The acting was pretty high grade for a comic book movie. Don’t get me wrong, it’s not Shakespearian or anything like that, but then again, after Mel Gibson starred in Hamlet, that term doesn't really mean a whole Hell-of-a-lot. Most notable out of the lot however wasn't Lee. Despite being the star and despite this being his fatal finale to a short-lived and otherwise embarrassing career, the real entertainment came from Michael Wincott, who makes the ultimate villain: a white trash redneck swordsman gang leader who tries to be stylish and dangerous and sexy all while named "Top Dollar" of all things... funny, but very sinister in that “King of New York meets Deliverance” fashion.

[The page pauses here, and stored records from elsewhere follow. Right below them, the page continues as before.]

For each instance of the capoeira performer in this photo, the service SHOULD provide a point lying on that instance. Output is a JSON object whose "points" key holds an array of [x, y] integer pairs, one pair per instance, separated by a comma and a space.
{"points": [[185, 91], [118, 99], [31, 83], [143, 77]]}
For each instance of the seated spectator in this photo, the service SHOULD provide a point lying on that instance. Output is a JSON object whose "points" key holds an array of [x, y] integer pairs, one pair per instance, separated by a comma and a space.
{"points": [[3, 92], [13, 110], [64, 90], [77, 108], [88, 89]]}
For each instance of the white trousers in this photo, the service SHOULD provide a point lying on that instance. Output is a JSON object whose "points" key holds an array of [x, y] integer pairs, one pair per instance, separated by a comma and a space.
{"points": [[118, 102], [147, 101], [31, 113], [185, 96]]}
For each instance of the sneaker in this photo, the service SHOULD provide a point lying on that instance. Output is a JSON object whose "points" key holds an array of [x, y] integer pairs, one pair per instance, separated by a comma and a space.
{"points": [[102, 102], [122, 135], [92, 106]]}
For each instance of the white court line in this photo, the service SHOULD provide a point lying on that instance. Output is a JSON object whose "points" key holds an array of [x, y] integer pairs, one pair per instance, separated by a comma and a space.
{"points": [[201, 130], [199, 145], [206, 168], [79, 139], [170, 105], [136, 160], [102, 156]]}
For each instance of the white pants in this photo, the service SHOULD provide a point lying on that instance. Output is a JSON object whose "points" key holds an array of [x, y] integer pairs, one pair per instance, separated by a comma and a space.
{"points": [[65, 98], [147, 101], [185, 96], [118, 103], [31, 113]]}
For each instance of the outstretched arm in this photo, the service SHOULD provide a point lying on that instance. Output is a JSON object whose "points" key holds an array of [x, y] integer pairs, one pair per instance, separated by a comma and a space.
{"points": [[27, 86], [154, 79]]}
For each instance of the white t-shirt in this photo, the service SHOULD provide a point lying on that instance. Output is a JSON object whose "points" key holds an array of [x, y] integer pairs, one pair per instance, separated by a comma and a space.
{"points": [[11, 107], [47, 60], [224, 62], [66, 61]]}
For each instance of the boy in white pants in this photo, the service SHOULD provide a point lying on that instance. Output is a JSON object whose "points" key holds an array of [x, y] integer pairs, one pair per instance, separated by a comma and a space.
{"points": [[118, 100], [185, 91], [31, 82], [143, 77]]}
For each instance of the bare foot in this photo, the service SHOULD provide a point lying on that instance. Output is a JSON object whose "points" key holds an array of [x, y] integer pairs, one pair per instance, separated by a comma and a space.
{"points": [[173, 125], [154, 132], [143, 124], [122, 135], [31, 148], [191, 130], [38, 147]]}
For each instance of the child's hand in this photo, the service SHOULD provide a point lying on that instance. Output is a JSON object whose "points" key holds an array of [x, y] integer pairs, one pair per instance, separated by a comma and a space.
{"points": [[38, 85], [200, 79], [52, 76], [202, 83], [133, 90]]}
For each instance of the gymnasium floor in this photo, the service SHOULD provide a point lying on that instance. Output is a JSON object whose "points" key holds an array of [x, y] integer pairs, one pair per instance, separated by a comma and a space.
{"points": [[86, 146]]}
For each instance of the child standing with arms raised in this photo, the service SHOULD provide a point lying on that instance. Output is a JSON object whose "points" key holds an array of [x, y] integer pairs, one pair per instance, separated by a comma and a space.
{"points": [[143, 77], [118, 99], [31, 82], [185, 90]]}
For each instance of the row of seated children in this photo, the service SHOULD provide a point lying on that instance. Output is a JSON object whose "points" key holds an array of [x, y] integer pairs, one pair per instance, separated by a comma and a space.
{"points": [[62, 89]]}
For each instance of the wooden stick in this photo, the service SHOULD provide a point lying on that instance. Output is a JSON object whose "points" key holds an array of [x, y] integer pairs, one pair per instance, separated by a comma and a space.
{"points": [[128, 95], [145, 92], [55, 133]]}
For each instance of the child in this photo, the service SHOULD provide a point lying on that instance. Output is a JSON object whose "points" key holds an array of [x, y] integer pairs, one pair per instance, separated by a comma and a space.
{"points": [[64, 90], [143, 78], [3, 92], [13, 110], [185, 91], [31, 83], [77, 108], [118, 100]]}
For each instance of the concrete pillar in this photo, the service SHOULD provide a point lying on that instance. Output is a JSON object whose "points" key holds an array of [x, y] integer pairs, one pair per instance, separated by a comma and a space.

So far two sequels have followed this movie, neither able to capture the feel of the original. In another sad attempt to grab the attention of fans of The Crow, some "more money than brains" assholes who rule over television land decided it'd also be a good idea to make a series based on the Eric Draven character... despite the fact he died in the movie's finale. It was called "The Crow: Stairway to Heaven" and featured a movie-length pilot episode that basically remade the movie, only with the budget of a syndicated TV show. Sound pathetic, right? You have no idea... though with any luck you will have an idea once I get around to reviewing it. Needless to say, the show was a complete pooper and all 4 episodes are now shown on the Sci-Fi Channel. So, to sum it up, The Crow bares lots of action, plenty of mysticism, and even a "love conquers all" story that your girlfriend can get misty-eyed over while your jaw slacks at the action and kung-fu. Oh, and for anyone sad about Brandon's shuffling off of his mortal coil, not to worry, as he and his father Bruce spend their days beating each other with furniture here in the Underworld. Besides, Brandon's career wasn't exactly stellar, so just be glad I took care of him before he wound up like Steven Segal! Speaking of which, if anyone ever tells you, "move and you're dead", you reply, "I say I'm dead and I move". Then, while they sit there baffled as Hell, throw your shoe at them... Emilio Estevez falls for that trick every time!
The Moral of the Story: No matter how crappy your movies may be or how "in your father's shadow" your career may be, if you die while making your movie, a legion of Hot Topic customers will provide you with a legacy all your own.
Sequels: The Crow: City of Angels ; The Crow: Salvation ; The Crow: Wicked Prayers
H.O.P.E.L.E.S.S. Rating: 
- Loud music, guns and swords, bloody revenge and explosions, cheesy dialogue. There's no reason not to make this a party pull!... well, with the exception of the slow down parts and the "love story beyond the grave" stuff.